Summary & Cheat Sheet
Pin this section. Review it before mock interviews and contests.
Quick Revision Cheat Sheet
Core idea: A function that calls itself with a smaller input, building the answer from base cases up
Three ingredients: 1. Base case (when to stop) 2. Recursive case (how to shrink) 3. Combine (how to use the sub-result)

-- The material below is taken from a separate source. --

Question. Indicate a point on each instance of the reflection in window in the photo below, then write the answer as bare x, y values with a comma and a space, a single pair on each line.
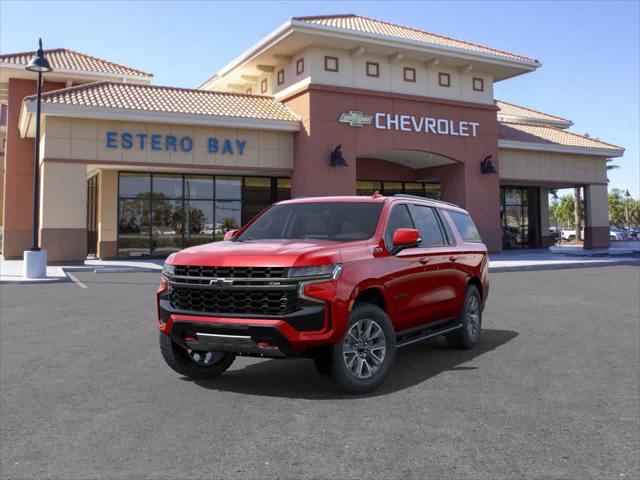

Linear recursion: f(n) = combine(n, f(n-1)). Reduce by one each step. Factorial, reverse list, sum array
Divide & conquer: f(n) = merge(f(n/2), f(n/2)). Halve the problem. Merge sort, power(x,n), binary search
Tree recursion: f(node) = combine(node.val, f(left), f(right)). Base: null → default. Max depth, diameter, validate BST
Backtracking: Choose → explore → unchoose. Generate all valid configurations. Subsets, permutations, N-Queens
Base case first: Always write the base case before the recursive case. It's the foundation everything builds on
Recursive leap of faith: Assume the recursive call works correctly. Your job: combine its result with the current element
Copy state: In backtracking, push [...current] not current. References mutate — copies don't
Stack space: Recursion uses O(depth) stack space. Trees: O(log n) balanced, O(n) skewed. Watch for stack overflow
Memoization bridge: If subproblems overlap (same call repeated), add a cache → recursion becomes DP
Mental trigger: "Self-similar structure" or "tree/graph" or "generate all" or "f(n) in terms of f(smaller)" → Recursion
Decision Flowchart
Is the data structure a tree or graph? ├── YES → Tree/Graph DFS recursion (Template 3) │ Base case: null node. Recurse on children. Combine results. └── NO → Can you define f(n) in terms of f(smaller)? ├── YES → Can you split the problem in HALF? │ ├── YES → Divide & Conquer (Template 2) │ │ Merge sort, power(x,n), closest pair │ └── NO → Linear Recursion (Template 1) │ Factorial, reverse list, fibonacci └── NO → Do you need to generate ALL valid configurations? ├── YES → Backtracking (Template 4) │ Subsets, permutations, N-Queens, sudoku └── NO → Are there overlapping subproblems? ├── YES → Recursion + Memoization (→ DP) │ Fibonacci, coin change, climbing stairs └── NO → Recursion probably isn't needed → Consider iteration, greedy, or hashing
Recursion Complexity Quick Reference
| Pattern | Time | Space (stack) | Example |
|---|---|---|---|
| Linear (reduce by 1) | O(n) | O(n) | Factorial, reverse list |
| Divide & conquer (halve) | O(n log n) | O(log n) | Merge sort, power(x,n) |
| Binary tree DFS | O(n) | O(h) where h = height | Max depth, diameter |
| Subsets (include/exclude) | O(2ⁿ) | O(n) | Subsets, combination sum |
| Permutations | O(n!) | O(n) | Permutations, N-Queens |
| Fibonacci (no memo) | O(2ⁿ) | O(n) | Naive fibonacci — DON'T do this |
| Fibonacci (with memo) | O(n) | O(n) | Memoized fibonacci — DO this |
One last thing
Recursion is the gateway to the hardest and most rewarding parts of DSA: trees, graphs, backtracking, divide and conquer, and dynamic programming. Every one of these builds on recursive thinking. The key skill isn't tracing call stacks — it's learning to trust the recursive leap of faith: define the base case, assume the recursive call works, and focus only on combining the result. Once that clicks, you'll see recursion everywhere.